Optimization of a Line Detection Algorithm for Autonomous Vehicles on a RISC-V with Accelerator
María José Belda, Katzalin Olcoz, Fernando Castro, Francisco Tirado
TL;DR
The paper addresses real-time line-detection for autonomous vehicles under onboard power and latency constraints. It proposes a heterogeneous architecture that pairs a RISC-V core (Rocket or BOOM) with the Gemmini matrix-multiplication accelerator, and systematically adapts the Canny edge detector and Hough transform to offload compute-intensive tasks while keeping overall latency in check. The main findings show up to 3.7x speedup over a baseline CPU-only configuration, with BOOM cores achieving the best performance and accelerator-enabled designs enabling lower clock frequencies for energy savings. The work demonstrates the practicality of leveraging RISC-V ecosystems (Chipyard, FireSim, AWS) to prototype and evaluate vision workloads for autonomous vehicles, and suggests future exploration of larger-matrix workloads and neural-network inference on Gemmini.
Abstract
In recent years, autonomous vehicles have attracted the attention of many research groups, both in academia and business, including researchers from leading companies such as Google, Uber and Tesla. This type of vehicles are equipped with systems that are subject to very strict requirements, essentially aimed at performing safe operations -- both for potential passengers and pedestrians -- as well as carrying out the processing needed for decision making in real time.

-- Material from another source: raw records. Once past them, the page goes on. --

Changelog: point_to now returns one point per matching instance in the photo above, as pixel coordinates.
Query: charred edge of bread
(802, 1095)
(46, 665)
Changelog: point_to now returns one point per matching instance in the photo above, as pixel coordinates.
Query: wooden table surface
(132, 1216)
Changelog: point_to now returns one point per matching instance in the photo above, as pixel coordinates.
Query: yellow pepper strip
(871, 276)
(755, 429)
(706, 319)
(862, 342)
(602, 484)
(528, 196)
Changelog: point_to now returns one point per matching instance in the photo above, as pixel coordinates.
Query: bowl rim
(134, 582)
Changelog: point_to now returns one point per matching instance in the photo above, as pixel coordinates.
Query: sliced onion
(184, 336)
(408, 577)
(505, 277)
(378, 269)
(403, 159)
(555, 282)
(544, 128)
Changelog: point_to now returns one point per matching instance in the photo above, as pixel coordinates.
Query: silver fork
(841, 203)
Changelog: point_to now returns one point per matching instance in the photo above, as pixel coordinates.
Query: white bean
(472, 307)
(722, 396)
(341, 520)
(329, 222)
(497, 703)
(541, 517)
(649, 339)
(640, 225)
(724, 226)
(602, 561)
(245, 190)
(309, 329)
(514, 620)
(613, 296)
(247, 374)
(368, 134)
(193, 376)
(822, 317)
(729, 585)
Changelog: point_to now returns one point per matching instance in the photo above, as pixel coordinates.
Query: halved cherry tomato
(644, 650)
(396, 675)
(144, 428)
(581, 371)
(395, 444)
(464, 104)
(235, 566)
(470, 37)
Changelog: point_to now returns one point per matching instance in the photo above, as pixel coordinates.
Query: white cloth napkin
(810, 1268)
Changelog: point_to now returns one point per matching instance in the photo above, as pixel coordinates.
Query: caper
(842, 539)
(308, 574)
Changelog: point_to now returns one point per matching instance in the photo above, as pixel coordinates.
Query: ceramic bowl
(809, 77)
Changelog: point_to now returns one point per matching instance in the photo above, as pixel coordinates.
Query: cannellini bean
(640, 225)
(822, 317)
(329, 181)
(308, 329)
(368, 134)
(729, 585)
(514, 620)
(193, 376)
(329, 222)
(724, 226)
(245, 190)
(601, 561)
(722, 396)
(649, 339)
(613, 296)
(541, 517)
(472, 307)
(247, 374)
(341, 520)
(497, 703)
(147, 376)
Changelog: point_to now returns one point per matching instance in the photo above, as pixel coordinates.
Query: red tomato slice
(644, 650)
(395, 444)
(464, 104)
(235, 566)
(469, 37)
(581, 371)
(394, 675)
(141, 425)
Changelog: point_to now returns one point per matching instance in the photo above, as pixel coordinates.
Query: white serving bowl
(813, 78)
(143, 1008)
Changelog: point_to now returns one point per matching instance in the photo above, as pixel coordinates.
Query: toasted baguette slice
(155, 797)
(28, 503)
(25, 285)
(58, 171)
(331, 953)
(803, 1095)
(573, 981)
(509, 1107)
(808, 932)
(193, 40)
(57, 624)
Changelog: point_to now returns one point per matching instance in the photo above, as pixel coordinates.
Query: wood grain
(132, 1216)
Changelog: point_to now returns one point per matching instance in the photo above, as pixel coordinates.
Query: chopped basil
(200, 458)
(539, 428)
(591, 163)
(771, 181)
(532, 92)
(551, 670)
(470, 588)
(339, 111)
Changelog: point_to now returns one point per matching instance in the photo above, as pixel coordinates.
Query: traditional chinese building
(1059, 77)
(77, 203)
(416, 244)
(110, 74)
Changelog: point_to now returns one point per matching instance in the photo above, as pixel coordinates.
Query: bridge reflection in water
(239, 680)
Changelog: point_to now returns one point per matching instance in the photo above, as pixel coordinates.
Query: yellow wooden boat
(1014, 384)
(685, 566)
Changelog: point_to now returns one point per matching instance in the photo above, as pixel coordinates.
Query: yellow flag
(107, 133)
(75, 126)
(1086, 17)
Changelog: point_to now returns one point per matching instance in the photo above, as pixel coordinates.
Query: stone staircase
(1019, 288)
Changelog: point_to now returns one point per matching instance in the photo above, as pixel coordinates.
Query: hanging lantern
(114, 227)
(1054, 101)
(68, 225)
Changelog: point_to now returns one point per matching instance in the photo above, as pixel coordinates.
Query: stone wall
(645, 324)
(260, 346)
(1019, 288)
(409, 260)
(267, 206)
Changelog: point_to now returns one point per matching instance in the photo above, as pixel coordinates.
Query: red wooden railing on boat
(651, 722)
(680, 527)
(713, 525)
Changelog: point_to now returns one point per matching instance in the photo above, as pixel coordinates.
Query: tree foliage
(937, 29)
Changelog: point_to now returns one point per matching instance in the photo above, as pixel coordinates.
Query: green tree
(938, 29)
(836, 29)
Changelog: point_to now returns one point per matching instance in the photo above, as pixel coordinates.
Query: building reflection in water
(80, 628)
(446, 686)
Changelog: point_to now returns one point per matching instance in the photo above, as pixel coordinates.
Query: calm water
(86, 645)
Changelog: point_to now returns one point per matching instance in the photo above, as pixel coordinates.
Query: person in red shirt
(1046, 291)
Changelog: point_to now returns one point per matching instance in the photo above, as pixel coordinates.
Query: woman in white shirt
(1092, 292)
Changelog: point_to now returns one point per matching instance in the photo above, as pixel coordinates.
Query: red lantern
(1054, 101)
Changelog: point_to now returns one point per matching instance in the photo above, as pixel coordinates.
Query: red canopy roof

In many instances, general-purpose processors alone cannot ensure that these safety, reliability and real-time requirements are met, so it is common to implement heterogeneous systems by including accelerators. This paper explores the acceleration of a line detection application in the autonomous car environment using a heterogeneous system consisting of a general-purpose RISC-V core and a domain-specific accelerator. In particular, the application is analyzed to identify the most computationally intensive parts of the code and it is adapted accordingly for more efficient processing. Furthermore, the code is executed on the aforementioned hardware platform to verify that the execution effectively meets the existing requirements in autonomous vehicles, experiencing a 3.7x speedup with respect to running without accelerator.